Here, there seems to be an obvious extension that Archetti et al. (2015) do not consider, but that I would like to see run — let’s call it the mixed media experiment. In particular, it seems like mixing beakers of liquid is a very easy experimental procedure, even one that a theorist like me could do. So why not take a beaker of conditioned medium from cells of type A and another from cells of type B and mix them in some proportion p. Now we can grow cells of type Y on this mixed medium and the ratio of cells that we introduced to the cells we count at the end will give us the fitness of Y as a function of the proportion p of type A medium in the A-B mix.

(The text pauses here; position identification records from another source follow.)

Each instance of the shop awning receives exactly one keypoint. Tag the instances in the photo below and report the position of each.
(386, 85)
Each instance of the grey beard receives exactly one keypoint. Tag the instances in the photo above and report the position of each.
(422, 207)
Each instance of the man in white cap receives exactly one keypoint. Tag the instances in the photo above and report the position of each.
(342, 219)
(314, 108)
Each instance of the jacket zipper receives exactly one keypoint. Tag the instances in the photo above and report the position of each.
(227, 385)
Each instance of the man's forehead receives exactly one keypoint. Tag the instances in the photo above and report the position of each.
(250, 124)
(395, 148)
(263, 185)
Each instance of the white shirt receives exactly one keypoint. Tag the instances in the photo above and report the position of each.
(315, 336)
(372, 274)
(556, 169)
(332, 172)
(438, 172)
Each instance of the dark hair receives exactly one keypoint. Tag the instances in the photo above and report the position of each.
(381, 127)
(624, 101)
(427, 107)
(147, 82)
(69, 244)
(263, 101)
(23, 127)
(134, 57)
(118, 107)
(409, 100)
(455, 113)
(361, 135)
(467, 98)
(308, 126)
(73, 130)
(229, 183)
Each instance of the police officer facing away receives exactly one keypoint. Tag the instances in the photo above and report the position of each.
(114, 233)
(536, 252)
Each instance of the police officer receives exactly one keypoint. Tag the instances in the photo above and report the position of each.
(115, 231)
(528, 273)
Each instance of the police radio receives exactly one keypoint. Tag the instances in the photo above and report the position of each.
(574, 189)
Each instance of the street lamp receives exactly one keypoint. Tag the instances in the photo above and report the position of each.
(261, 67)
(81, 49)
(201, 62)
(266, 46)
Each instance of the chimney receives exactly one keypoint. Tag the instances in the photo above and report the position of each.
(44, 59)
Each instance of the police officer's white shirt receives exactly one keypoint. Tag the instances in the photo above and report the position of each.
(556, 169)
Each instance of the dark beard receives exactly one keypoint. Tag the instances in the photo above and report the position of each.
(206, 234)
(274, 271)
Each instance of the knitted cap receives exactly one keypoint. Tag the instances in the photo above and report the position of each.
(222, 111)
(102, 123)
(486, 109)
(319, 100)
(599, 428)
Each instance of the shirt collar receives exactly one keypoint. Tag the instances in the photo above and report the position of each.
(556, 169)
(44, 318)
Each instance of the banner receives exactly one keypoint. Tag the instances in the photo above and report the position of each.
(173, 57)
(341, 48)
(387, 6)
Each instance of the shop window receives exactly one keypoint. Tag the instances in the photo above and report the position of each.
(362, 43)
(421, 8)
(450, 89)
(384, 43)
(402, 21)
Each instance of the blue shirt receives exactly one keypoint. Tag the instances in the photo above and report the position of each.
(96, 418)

Mixed population and replating
Instead of my proposed mixed medium experiments, for figure 3C Archetti et al. (2015) ran a mixed populations experiment. Here, a petri-dish (or a well in a plate, etc) with a specific mix of medium is populated with a specific number of cells of type A and a specific number of cells of type B such that the type A cells form a specific desired initial proportion p of the cells. The cells are allowed to grow (maybe with a couple of replatings, it is not obvious to me from the description in the paper) for a few days and are then counted through flow cytometry to figure out the new proportion of type A cells. The difference between the initial and final proportion is then plotted, and the experiment is repeated for different initial proportions p and — in the case of Archetti et al. (2015) — for different initial mixes of media.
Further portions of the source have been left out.